Intercollegiate Broadcasting System, Inc. is an association of webcasters who use the Internet to transmit digitally recorded music on high school and college campuses, analogous to a closed circuit campus radio station.  Since the digital transmissions are “performances” under the Copyright Act, the copyright owners of the songs are entitled to receive royalty payments.  The Copyright Act provides a statutory license for webcasting:  17 USC §114(d)(2), (f)(2)-(3).  If the webcasters and the copyright owners (or the owners’ clearinghouse) cannot agree on licensing terms, Copyright Royalty Judges (CRJs) determine reasonable terms and rates for royalty payments.  The Copyright Act, Sections 801 – 805, describes the functions and duties of the CRJs.

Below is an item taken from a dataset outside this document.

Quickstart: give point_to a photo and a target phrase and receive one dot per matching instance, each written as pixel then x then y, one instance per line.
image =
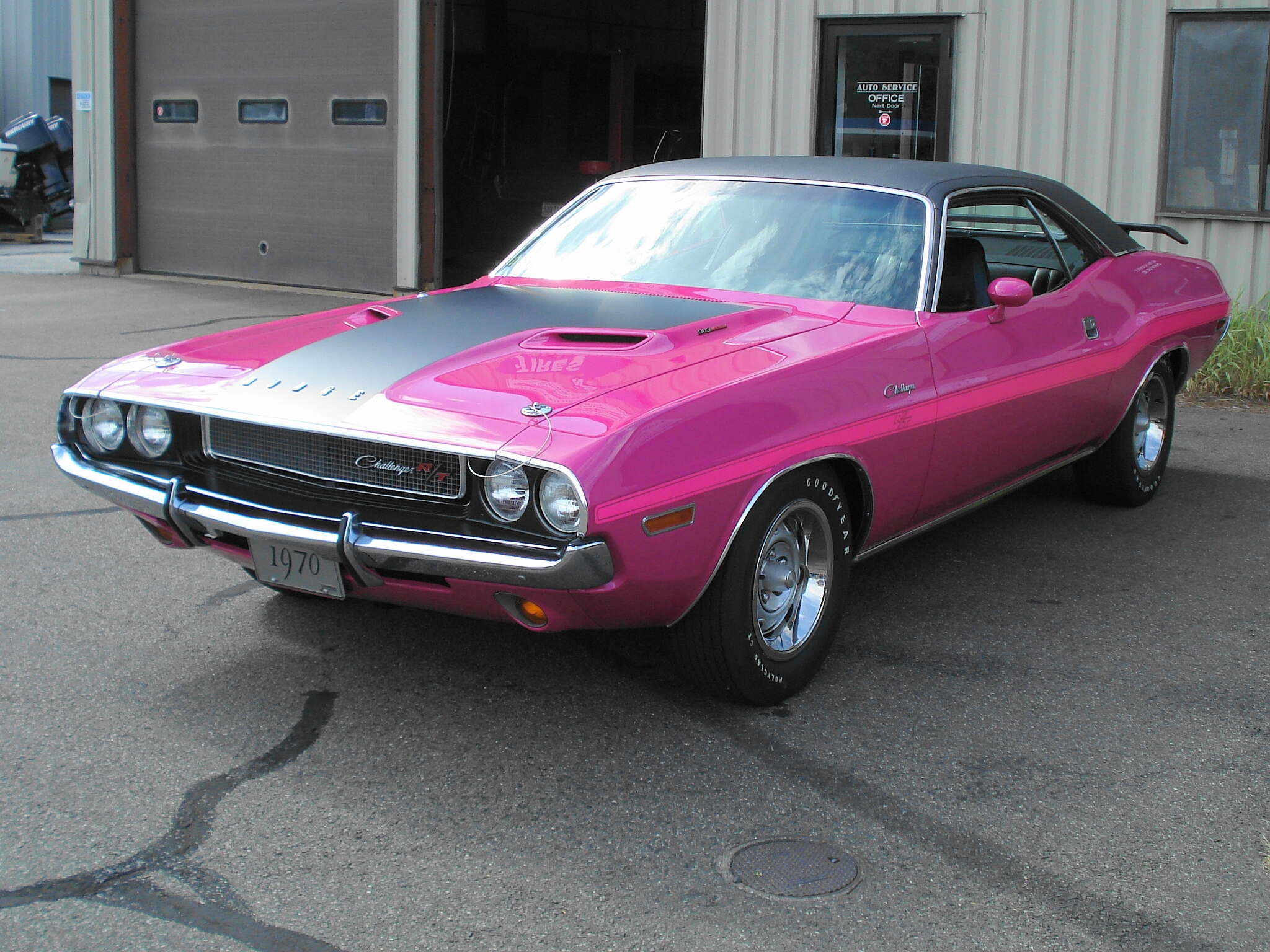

Intercollegiate challenged the constitutionality of the CRJs on the basis of Article III, judicial power, and Article II, §2, cl. 2, Appointments Clause, violations.  The U.S. Court of Appeals for the District of Columbia Circuit ruled that the current form of the CRJ provisions do violate the Appointments Clause, art. II, §2, cl. 2.  The D.C. Circuit corrected the violation by invalidating and severing the portions of the statute that restrict the Librarian of Congress’ ability to remove the CRJs.  Because the form of the CRJs that made the rate decision leading to Intercollegiate’s challenge violated the Constitution, that rate decision was vacated and the case was remanded to the CRJs.